With traditional programming, these huge error spectra could not be handled, because every situation has to be considered specifically. This means huge code bases that are difficult to maintain and extend, and vast amounts of time and money.

Finally, many production systems cool cables with water. Water drops on the surface do not disturbe our detection algorithms.

b) In paper processing, the problem arises that tree trunks must be debarked to a large extent before processing.

This is because processing too much bark deteriorates paper quality. But if too much bark is removed, valuable raw material is wasted.

E.E: How do your products help them overcome these problems?


a) Wahtari has combined traditional computer vision techniques with the latest AI technologies and revolutionized the field of inline inspection:

Our nLine  cable inspection solution enables inline quality inspection on the edge.  The three integrated cameras enable a full 360° inspection. nLine can be easily integrated into existing production lines and detects discoloration, deformation, surface damage, text (OCR) or wrong diameters – all with the highest throughput times at lowest latencies.

b) In residual bark detection, our nCam detects whether and how much bark is still on the tree trunks after removal.

If there is too much bark on a log, it communicates this to a robot. This then pushes it off the conveyor belt so that it is not used for paper production, but is debarked again.

E.E: Tell us about the future improvement of your products?

WAHTARI: In addition to up to three integrated Intel Movidius Myriad X VPUs and a CPU based on the Intel x86_64 architecture, our nCam now also supports processors from NVIDIA. This offer even more performance and memory for the most demanding tasks.

nOS, the IoT-optimized operating system, is not only designed for addressing machine vision devices. Rather, its ease of use, security features and remote maintenance capability provide an operating system base beyond the machine vision sector for other IoT applications as well.

The extensive Wahtari ecosystem is continuously expanding and will continue to provide compact and functional tools for smart vision ideas.
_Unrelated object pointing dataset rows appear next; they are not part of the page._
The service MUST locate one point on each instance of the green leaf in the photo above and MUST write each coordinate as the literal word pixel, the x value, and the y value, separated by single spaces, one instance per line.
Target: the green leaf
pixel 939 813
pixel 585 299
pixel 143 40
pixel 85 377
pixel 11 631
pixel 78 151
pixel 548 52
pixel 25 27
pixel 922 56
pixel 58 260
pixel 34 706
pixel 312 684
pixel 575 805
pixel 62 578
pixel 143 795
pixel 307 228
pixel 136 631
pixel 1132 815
The next projects are the Wahtari nCam mini and nSpect PCB, an automated solution for optical PCB inspection.

E.E: Is there a special project that your products were used in?

WAHTARI: With our all-in-one solutions we have successfully realized various projects, e.g. the analysis of cable surfaces in cable production, the detection of residual bark on tree trunks for the paper industry, the quality assurance of FFP2 masks in the course of the Corona crisis and the high-speed recognition of license plates in the context of traffic monitoring, and many more.